New Altair Community Member

All right then. I have just added those statements to the operator's documentation.

Cheers,
Ingo

New Altair Community Member

Sorry mate, just added some thoughts for the way home.. Many thanks for your forbearance..

New Altair Community Member

Hi,

PS As food for thought, if you run this you'll see that a difference remains between the all-data performance and the average validation even down to leave-one-out. That difference interests me, is it actually a form of "margin of error" definition?

I would assume that it still the difference between training error (neural networks are pretty good at overfitting) by having learned the model on the complete set and applied it on the same set - compared to the - probably better estimated - LOO error.

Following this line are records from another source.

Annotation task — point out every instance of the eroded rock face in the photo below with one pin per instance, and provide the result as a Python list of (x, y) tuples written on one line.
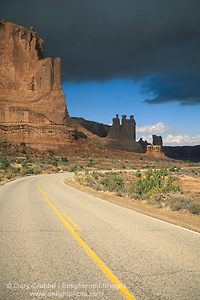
[(30, 86), (154, 150), (123, 131)]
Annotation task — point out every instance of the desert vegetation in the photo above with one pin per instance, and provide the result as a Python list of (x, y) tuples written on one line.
[(158, 187), (163, 183)]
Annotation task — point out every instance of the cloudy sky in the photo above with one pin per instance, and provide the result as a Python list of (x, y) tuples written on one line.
[(139, 57)]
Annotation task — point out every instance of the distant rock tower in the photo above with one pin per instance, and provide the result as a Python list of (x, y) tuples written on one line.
[(123, 131)]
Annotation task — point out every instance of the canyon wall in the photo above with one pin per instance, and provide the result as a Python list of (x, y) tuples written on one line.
[(32, 101), (30, 85)]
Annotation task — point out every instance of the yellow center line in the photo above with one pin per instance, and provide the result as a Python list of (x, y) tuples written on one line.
[(72, 222), (124, 291)]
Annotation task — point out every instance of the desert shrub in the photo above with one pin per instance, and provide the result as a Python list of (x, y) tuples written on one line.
[(4, 163), (54, 163), (64, 159), (138, 174), (9, 175), (194, 206), (71, 169), (90, 164), (155, 182), (112, 183), (23, 151)]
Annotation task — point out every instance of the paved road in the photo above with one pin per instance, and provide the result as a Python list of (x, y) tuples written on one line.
[(59, 243)]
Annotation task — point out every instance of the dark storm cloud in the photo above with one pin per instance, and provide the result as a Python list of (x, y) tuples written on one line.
[(101, 40)]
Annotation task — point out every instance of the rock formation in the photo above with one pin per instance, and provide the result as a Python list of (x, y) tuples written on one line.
[(30, 86), (123, 131), (157, 140), (32, 101), (122, 136), (154, 150)]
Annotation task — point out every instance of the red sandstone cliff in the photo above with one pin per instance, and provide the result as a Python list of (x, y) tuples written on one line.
[(30, 86), (32, 102)]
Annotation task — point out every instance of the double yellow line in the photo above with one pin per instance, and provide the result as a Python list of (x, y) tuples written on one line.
[(124, 291)]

So there actually should be a difference - and it should become larger the more overfitting occurs, right?

Cheers,
Ingo

New Altair Community Member

So there actually should be a difference - and it should become larger the more overfitting occurs, right?

And can we use that possibility in some deliciously eclectic way? Interesting, the game has changed towards not overlearning - it used to be the reverse!